A possible optimization is to create a new index with both person
and qa_flag
, to serve as a covering index. That way it can produce the result reading only the index, not touching the table rows.
mysql> alter table mytable add key (person, qa_flag);
Query OK, 0 rows affected (22.11 sec)
mysql> explain select person, concat((sum(qa_flag)/count(*))*100, '%')
-> from myTable
-> group by person;
+----+-------------+---------+------------+-------+-----------------+----------+---------+------+----------+----------+-------------+
| id | select_type | table | partitions | type | possible_keys | key | key_len | ref | rows | filtered | Extra |
+----+-------------+---------+------------+-------+-----------------+----------+---------+------+----------+----------+-------------+
| 1 | SIMPLE | myTable | NULL | index | person,person_2 | person_2 | 131 | NULL | 16329623 | 100.00 | Using index |
+----+-------------+---------+------------+-------+-----------------+----------+---------+------+----------+----------+-------------+
This still does an index-scan of ~16M index entries, but it's a slight improvement because of the "Using index" note in the extra field.
I tried executing the query. It finished pretty quickly considering how many index entries it had to examine:
mysql> select person, concat((sum(qa_flag)/count(*))*100, '%') from myTable group by person limit 2;
+----------------------------------+------------------------------------------+
| person | concat((sum(qa_flag)/count(*))*100, '%') |
+----------------------------------+------------------------------------------+
| 0000023f507999464aa2b78875b7e5d6 | 0.0000% |
...
| fffffe98d0963d27015c198262d97221 | 0.0000% |
+----------------------------------+------------------------------------------+
16777216 rows in set (8.64 sec)
(I generated the person values as bunch of random hashes.)

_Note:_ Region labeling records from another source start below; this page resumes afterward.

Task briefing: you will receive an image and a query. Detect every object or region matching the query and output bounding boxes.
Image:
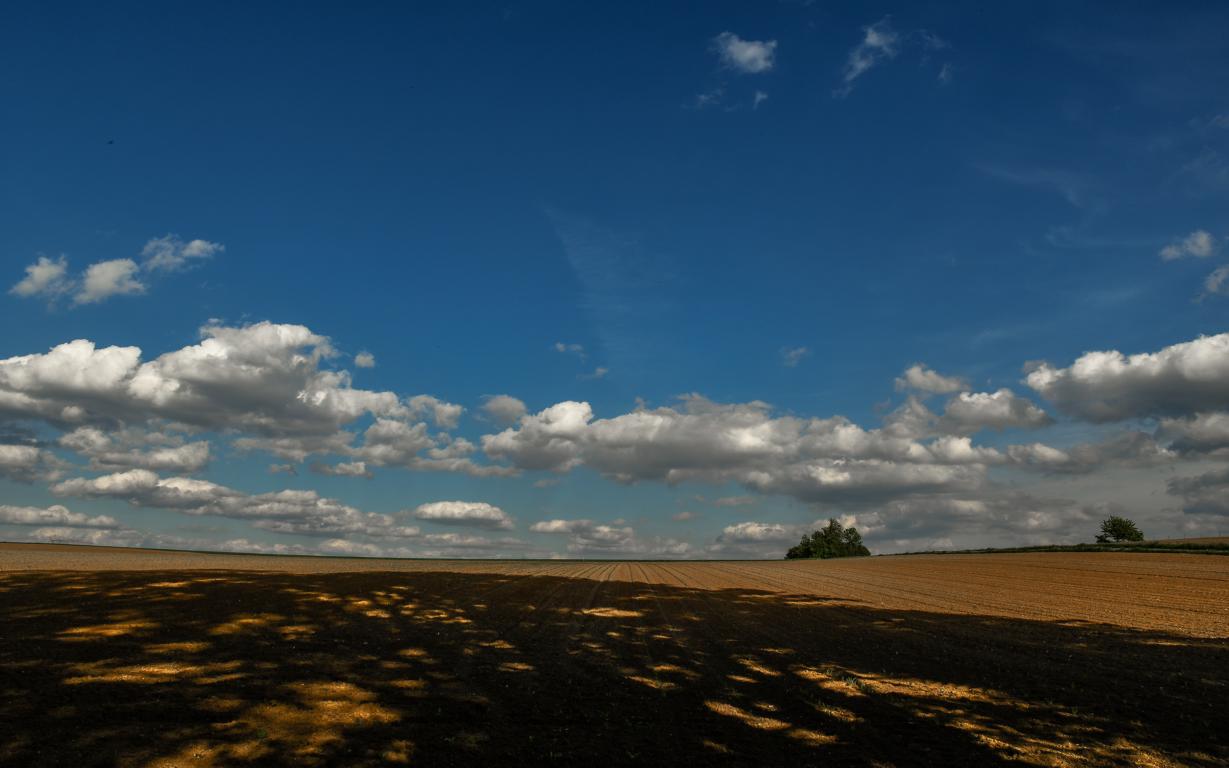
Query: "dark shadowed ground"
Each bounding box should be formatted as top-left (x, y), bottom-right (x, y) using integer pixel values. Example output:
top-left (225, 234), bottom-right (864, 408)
top-left (0, 555), bottom-right (1229, 766)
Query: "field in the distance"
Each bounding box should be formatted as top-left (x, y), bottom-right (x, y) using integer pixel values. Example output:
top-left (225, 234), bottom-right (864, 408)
top-left (0, 544), bottom-right (1229, 766)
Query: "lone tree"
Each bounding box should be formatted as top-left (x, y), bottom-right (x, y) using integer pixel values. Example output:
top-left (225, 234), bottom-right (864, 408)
top-left (1096, 515), bottom-right (1144, 544)
top-left (785, 519), bottom-right (870, 560)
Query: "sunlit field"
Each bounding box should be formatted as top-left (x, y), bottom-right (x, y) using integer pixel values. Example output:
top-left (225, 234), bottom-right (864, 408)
top-left (0, 544), bottom-right (1229, 766)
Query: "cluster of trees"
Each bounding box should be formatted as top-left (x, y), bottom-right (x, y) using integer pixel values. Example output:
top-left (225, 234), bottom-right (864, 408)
top-left (1096, 515), bottom-right (1144, 544)
top-left (785, 519), bottom-right (870, 560)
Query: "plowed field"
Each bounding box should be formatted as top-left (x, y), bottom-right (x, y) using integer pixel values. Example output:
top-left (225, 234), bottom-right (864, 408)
top-left (0, 544), bottom-right (1229, 766)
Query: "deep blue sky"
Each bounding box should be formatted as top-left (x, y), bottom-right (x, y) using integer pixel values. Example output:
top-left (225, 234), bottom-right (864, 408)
top-left (0, 2), bottom-right (1229, 554)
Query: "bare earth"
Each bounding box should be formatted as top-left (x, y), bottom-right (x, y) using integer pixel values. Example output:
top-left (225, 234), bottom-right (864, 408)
top-left (0, 544), bottom-right (1229, 766)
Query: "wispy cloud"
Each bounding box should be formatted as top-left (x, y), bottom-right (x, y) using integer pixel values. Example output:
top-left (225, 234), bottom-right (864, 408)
top-left (833, 16), bottom-right (901, 97)
top-left (1159, 230), bottom-right (1217, 262)
top-left (780, 347), bottom-right (811, 367)
top-left (832, 16), bottom-right (952, 98)
top-left (9, 235), bottom-right (226, 306)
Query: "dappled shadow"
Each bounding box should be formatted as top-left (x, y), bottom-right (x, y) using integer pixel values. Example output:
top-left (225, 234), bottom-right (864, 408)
top-left (0, 571), bottom-right (1229, 766)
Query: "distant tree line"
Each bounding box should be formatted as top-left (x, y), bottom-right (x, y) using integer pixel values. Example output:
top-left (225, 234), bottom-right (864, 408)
top-left (785, 519), bottom-right (870, 560)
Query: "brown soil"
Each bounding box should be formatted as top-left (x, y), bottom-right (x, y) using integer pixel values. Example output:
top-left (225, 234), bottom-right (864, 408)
top-left (0, 544), bottom-right (1229, 766)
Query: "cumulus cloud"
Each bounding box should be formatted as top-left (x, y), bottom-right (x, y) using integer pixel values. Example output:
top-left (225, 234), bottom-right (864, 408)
top-left (52, 469), bottom-right (418, 538)
top-left (530, 520), bottom-right (691, 557)
top-left (1160, 230), bottom-right (1217, 262)
top-left (0, 322), bottom-right (508, 474)
top-left (780, 347), bottom-right (811, 367)
top-left (9, 256), bottom-right (73, 299)
top-left (837, 17), bottom-right (901, 96)
top-left (0, 504), bottom-right (119, 528)
top-left (483, 396), bottom-right (1004, 503)
top-left (482, 394), bottom-right (528, 426)
top-left (713, 496), bottom-right (758, 506)
top-left (311, 461), bottom-right (375, 479)
top-left (1156, 412), bottom-right (1229, 455)
top-left (59, 426), bottom-right (209, 474)
top-left (713, 32), bottom-right (777, 75)
top-left (29, 526), bottom-right (148, 547)
top-left (141, 235), bottom-right (226, 272)
top-left (718, 522), bottom-right (799, 543)
top-left (407, 394), bottom-right (465, 429)
top-left (896, 362), bottom-right (968, 394)
top-left (1007, 430), bottom-right (1177, 474)
top-left (9, 235), bottom-right (226, 306)
top-left (939, 388), bottom-right (1053, 435)
top-left (1166, 469), bottom-right (1229, 515)
top-left (73, 259), bottom-right (145, 304)
top-left (414, 501), bottom-right (512, 530)
top-left (1025, 333), bottom-right (1229, 423)
top-left (0, 444), bottom-right (64, 483)
top-left (1203, 264), bottom-right (1229, 296)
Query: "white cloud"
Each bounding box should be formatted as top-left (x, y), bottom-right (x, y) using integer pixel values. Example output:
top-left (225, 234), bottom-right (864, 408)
top-left (29, 526), bottom-right (147, 547)
top-left (414, 501), bottom-right (512, 530)
top-left (52, 469), bottom-right (418, 538)
top-left (73, 259), bottom-right (145, 304)
top-left (9, 256), bottom-right (73, 299)
top-left (1166, 469), bottom-right (1229, 516)
top-left (141, 235), bottom-right (226, 272)
top-left (482, 394), bottom-right (527, 426)
top-left (0, 444), bottom-right (64, 483)
top-left (530, 520), bottom-right (691, 557)
top-left (9, 235), bottom-right (226, 306)
top-left (406, 394), bottom-right (465, 429)
top-left (1203, 264), bottom-right (1229, 296)
top-left (780, 347), bottom-right (811, 367)
top-left (1156, 412), bottom-right (1229, 453)
top-left (0, 322), bottom-right (509, 476)
top-left (837, 17), bottom-right (900, 96)
top-left (310, 461), bottom-right (374, 479)
top-left (713, 32), bottom-right (777, 75)
top-left (483, 396), bottom-right (1005, 503)
top-left (1026, 333), bottom-right (1229, 421)
top-left (530, 520), bottom-right (597, 533)
top-left (59, 426), bottom-right (209, 473)
top-left (939, 388), bottom-right (1053, 435)
top-left (896, 362), bottom-right (968, 394)
top-left (0, 504), bottom-right (119, 528)
top-left (719, 522), bottom-right (799, 543)
top-left (1160, 230), bottom-right (1217, 262)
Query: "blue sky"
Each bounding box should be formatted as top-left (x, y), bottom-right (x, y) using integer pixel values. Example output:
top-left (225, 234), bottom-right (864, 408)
top-left (0, 2), bottom-right (1229, 557)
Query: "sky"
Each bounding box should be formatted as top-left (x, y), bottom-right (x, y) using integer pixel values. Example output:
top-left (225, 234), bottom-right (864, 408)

I'm testing on a Macbook Pro laptop with M1 CPU. I use MySQL 8.0.32 with default configuration. This is not a super high-performance test.
So I guess there is something else hindering your performance. Either you have severely outdated hardware, or else an overloaded server, or your client application is blocking you somehow.
I would recommend that you double-check the load on your database server.
Also using query profiling to get more detail where the query is spending its time. I know you said the query takes over an hour, but you should be able to get a query that finishes by testing on a table with fewer rows.